SUGGESTED SOLUTIONS: Awareness-creation on the benefits of consuming balanced diet on a daily basis.
TIMELINE: Immediately
RESPONSIBILITY: Community; Relevant NGO; national and county government
About the Health Services consortium:
The Health Services consortium is one of the 7 sectoral consortiums* under the Mukuru SPA. It is led by Nairobi City County and supported by several non-governmental organizations—Kenya Medical Association, Kenya Red Cross, Innovative Canadians for Change, Slum Dwellers International-Kenya, University of California Berkley, and Akiba Mashinani Trust
This consortium is mandated to establish the prevailing situation in the planning area, which encompasses the three areas of Mukuru kwa Reuben, Mukuru kwa Njenga, and Viwandani, in terms of residents’ health, healthcare facilities in/around Mukuru and how they are run — and how the Mukuru SPA planning process relates to various policies and frameworks, including:
Kenya’s commitment to achieving SDG 3 “Ensure healthy lives and promote well-being for all at all ages”
healthcare financing in County’s development plan
state responsibilities set out in the Constitution
Kenya’s Vision 2030 “to provide a globally competitive and thriving country with raised standards of living”
National Health Policy 2014–2030, which sets out state/County duties for: eliminating communicable diseases; halting/reversing the rising burden of non-communicable conditions; reducing the burden of violence/injuries; providing essential healthcare; minimising citizens exposure to health risk factors; strengthening government collaboration with private/other health-related sectors
Kenya’s ‘Essential Package of Health Services’ the government is providing/aspiring to provide to its citizens, in an equitable manner
Kenya’s Essential List of Medicines, which defines the priority for investment in medicines by the public sector and the government’s ability to regulate the quality/availability of medicines
National Health Insurance Fund, the primary provider of health insurance in Kenya
The Health Services consortium is doing this by: conducting theme-specific surveys and research in Mukuru; identifying gaps in the existing literature and information; and preparing a sectoral situation analysis report.

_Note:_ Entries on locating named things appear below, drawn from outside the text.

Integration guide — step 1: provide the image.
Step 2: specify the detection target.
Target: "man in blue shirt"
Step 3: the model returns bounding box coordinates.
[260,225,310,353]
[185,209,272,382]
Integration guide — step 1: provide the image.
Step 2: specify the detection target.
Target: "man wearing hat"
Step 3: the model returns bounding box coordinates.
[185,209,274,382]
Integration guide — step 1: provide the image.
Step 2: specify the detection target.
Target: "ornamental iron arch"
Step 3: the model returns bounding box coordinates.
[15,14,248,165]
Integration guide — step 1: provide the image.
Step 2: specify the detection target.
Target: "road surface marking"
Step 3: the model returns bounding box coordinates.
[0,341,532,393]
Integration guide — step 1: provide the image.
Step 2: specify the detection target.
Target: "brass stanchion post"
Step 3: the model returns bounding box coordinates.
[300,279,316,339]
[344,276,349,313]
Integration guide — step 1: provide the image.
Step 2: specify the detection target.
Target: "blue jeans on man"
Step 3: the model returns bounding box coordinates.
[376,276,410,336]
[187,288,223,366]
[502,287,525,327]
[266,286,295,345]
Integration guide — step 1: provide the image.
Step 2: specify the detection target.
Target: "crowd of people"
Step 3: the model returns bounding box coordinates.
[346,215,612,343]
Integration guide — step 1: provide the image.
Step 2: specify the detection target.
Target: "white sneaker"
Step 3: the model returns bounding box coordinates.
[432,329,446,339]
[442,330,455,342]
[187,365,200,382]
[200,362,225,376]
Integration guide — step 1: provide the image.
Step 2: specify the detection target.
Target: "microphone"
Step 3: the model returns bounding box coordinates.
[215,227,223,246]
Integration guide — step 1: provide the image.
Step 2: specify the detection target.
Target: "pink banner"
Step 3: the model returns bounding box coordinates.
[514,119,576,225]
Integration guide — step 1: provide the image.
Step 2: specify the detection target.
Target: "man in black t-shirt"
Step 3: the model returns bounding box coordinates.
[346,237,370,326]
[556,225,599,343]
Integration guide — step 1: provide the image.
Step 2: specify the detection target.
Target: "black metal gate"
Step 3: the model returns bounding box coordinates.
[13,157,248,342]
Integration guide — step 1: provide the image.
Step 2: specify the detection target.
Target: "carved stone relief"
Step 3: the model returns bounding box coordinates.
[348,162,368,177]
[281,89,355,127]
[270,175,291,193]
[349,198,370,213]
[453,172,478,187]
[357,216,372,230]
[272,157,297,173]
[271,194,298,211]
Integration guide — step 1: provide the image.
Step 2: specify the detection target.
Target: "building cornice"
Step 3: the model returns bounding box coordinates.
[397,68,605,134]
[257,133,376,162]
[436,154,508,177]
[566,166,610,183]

Key to all of this is the consortium’s community consultation mandate – which is to sit with Mukuru’s residents, and listen and gather their views on how they want health service provision in their neighbourhoods to be transformed. These views will then be adopted into revised sectoral plans, and finally harmonized—together with the community views collected by the other 6 SPA sectoral consortiums—to create an ‘integrated development plan’ for Mukuru.
The SPA process is designed to be community driven, and participation of the community is a requisite. The Kenyan Constitution makes the County governments responsible for ensuring this right to participate in decision-making on matters affecting citizens is observed. But crucially, in order to ensure that the community contributes to such participation forums from an informed perspective, it’s important for them to properly understand their situation.